Here are 3 tips to ensure multigenerational teams can work together efficiently.
1. Listen to Each Other
It's often easy to discount the advice or ideas of others when they are vastly different than your own. Because we have grown up in our own generation, it is simple to assume that our way may be the right or best way because it's really the only way we've been exposed to. There are so many benefits that come from having multiple generations on a team; however, different generational views can oftentimes cause tension on a team.
Remember that while younger generations may be privy to the latest technology or tools, older generations have more experience and insight to lend. Just like having different personality types on a team to balance each other out, having different generations will help weigh pros and cons of ideas. Taking the time to listen to the viewpoints of each other, no matter how many years may separate you, is the first step in establishing a good, multigenerational working relationship.
2. Understand & Communicate
Anyone can simply listen, right? If we put ourselves in their shoes in an attempt to see where their opinions and thoughts stem from, it will be much easier to understand and collaborate with one another.
However, part of understanding each other comes from clear and effective communication. It does no one any good if a person cannot communicate why they believe their solution might be best, or why they believe a particular idea will not work. Taking the time to outline the pros and cons of ideas, plans, and processes will go a long way as staff members continue to work together and learn from one another.
A team full of different generations will most likely come with very different opinions. While each generation may believe their opinion/idea/solution is the best, only one opinion/idea/solution can work and, at the end of the day, only one solution will prevail. When problem-solving between multiple parties, there should not only be one right answer. Rather, the focus should be on the various components you can take from different ideas in order to come to a compromised solution.

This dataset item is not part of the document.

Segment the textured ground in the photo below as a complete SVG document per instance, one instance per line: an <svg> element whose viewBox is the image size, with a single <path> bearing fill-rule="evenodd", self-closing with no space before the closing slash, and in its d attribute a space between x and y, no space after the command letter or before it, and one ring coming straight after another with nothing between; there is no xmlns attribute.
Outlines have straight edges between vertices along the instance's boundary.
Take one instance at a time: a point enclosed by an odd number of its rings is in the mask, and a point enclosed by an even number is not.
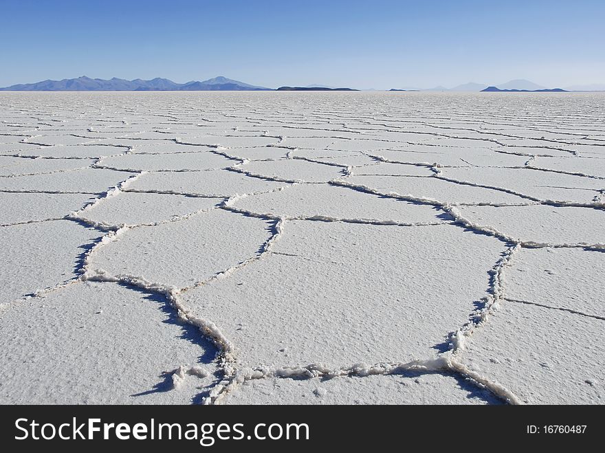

A Vanderbloemen example of this would be how we communicate with our clients as we work with them to find their next staff members. Technology allows us to serve any church in the country (and even some internationally), and we are grateful for that. If we wanted, we could just keep it all virtual and never meet any of our clients in person. However, we believe that having the opportunity to spend time with our clients and sit knee-to-knee with them is priceless and crucial, so we make it a priority to get out to wherever they are. We use a solid balance of technology and old-fashioned, in-person interaction to make our process run as smoothly as possible, making compromise a huge component of how we operate.
These are just a few suggestions on how multigenerational church staffs can ensure they operate smoothly and effectively.
What else would you suggest for a church with a multigenerational staff?